SFOs in the study were generally interested in increasing their exposure to alternatives, direct investing in particular, with 66% of those surveyed planning to participate in more direct deals.
“Single-family offices have varying goals with their direct deal programs,” iCapital’s chief marketing officer Hannah Grove said in the statement. “Some are looking to diversify away from the traditional family industry, while others may be trying to find strategic investments that can generate synergies with the family business, gain tighter control of investments or simply utilize their expertise in a particular sector to uncover overlooked gems.”
Forty-seven percent of survey participants said they planned to increase their private equity fund exposure, and 37% expected to raise their allocations to hedge funds.
Rising Second Generation
Many established SFOs are starting to transition day-to-day control of operations to second generation family members, according to the report, making the younger generation’s investment priorities and preferences increasingly relevant.
In its study, iCapital segmented family offices still managed by founding family members from those that have transferred control and legal ownership of the family office to the second generation.
The research showed that 38% of second-generation SFOs were investing at least 15% percent of their total portfolios into alternatives, compared with 20% percent of first-generation single-family offices allocating at this level.
Queried about their actual change in alternative asset class allocation over the last year, 31% of second generation SFOs said they had increased their hedge fund exposure, compared with just 10% of first generation ones.
More striking, 71% of second generation family offices increased their direct investment allocations relative to last year, compared with 43% of the first-generation family offices surveyed.
Going forward, a larger percentage of second-generation SFOs will likely make greater use of the full range of alternative investments than first-generation ones, according to the report.
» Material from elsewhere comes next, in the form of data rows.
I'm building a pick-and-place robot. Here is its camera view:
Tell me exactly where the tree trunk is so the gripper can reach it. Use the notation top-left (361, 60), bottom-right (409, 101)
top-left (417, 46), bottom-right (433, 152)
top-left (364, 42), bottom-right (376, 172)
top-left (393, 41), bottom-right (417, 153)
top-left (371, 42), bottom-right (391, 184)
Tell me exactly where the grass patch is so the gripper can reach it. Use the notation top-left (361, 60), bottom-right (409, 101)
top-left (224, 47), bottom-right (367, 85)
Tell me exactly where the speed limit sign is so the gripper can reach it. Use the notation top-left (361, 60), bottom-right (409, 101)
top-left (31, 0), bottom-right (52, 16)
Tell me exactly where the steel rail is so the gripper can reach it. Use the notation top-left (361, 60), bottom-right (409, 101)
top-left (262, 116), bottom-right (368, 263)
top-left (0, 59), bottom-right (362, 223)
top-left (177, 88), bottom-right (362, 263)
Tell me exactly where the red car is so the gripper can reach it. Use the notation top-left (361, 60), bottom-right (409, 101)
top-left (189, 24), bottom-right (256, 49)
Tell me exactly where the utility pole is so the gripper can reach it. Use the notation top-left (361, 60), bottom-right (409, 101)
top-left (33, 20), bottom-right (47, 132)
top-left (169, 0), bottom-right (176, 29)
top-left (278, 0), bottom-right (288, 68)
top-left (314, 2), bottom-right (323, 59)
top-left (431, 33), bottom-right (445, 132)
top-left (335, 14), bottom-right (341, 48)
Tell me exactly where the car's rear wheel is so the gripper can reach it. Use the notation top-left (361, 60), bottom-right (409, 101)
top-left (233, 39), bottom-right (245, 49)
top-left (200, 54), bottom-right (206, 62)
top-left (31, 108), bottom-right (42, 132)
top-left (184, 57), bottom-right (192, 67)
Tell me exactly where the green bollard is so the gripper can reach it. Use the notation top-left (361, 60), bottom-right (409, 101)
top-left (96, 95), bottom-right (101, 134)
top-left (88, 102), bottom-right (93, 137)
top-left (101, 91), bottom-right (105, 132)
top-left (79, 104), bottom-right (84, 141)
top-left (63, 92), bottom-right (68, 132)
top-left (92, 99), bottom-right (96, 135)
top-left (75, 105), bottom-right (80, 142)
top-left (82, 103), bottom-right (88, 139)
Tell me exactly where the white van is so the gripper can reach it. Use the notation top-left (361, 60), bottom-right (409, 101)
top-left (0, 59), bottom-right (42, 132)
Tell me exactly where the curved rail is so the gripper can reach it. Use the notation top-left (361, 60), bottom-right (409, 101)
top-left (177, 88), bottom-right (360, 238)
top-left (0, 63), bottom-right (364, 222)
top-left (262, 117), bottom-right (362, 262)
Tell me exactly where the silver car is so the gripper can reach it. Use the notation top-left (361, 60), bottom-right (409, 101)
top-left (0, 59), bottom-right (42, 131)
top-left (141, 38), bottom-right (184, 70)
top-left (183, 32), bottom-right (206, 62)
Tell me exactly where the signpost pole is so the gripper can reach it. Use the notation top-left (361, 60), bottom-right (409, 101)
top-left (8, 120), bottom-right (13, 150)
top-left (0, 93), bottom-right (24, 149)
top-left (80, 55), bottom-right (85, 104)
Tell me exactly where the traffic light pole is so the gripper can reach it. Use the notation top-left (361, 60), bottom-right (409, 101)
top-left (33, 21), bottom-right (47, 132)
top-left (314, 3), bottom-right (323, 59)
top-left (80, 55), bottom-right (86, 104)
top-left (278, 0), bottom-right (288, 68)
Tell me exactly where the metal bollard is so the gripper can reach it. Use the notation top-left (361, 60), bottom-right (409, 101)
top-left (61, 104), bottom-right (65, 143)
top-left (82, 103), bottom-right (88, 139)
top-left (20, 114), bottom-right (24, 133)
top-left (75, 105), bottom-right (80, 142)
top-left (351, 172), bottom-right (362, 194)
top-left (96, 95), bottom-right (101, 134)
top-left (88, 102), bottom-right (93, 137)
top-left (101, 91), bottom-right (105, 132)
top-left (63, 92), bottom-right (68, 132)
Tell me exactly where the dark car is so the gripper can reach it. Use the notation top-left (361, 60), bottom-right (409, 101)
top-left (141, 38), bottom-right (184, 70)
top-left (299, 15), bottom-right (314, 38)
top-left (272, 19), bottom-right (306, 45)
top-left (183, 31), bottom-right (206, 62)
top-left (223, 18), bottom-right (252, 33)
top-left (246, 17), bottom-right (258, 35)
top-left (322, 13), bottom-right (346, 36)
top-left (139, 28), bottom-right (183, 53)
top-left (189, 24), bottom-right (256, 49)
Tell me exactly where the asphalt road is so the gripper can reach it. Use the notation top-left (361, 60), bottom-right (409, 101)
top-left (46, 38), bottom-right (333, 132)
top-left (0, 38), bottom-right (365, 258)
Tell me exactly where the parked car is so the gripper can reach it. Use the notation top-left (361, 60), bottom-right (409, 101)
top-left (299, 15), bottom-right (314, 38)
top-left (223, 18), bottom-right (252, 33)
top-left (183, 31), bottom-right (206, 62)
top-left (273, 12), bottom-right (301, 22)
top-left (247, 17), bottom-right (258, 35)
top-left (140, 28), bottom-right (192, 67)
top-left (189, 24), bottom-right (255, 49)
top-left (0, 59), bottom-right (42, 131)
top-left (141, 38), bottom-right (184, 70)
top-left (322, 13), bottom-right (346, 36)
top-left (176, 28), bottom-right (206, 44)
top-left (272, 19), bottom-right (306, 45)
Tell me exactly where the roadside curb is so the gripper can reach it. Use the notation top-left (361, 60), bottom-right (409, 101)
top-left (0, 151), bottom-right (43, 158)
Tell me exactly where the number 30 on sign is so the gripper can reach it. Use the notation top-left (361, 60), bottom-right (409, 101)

For every type of alternative investment, the second generation was more likely to increase their allocation in the future:
- Private equity funds: 54% second generation, 42% first generation
- Hedge funds, 59% second generation, 23% first generation
- Direct deals: 82% second generation, 56% first generation
“Second-generation family offices often represent lower AUMs than their first-generation counterparts due to wealth dilution from the founder to multiple heirs,” Eileen Duff, managing partner and head of distribution at iCapital Network, said in the statement.
Duff said lesser amounts of absolute wealth may also be contributing to a shift in mindset from wealth preservation to wealth accumulation, and driving a re-examination of investment strategies and allocations as well as institutional best practices.
“Simply put, second-generation single-family offices appear to be actively looking for higher returns and expect alternative investments to provide them,” she said.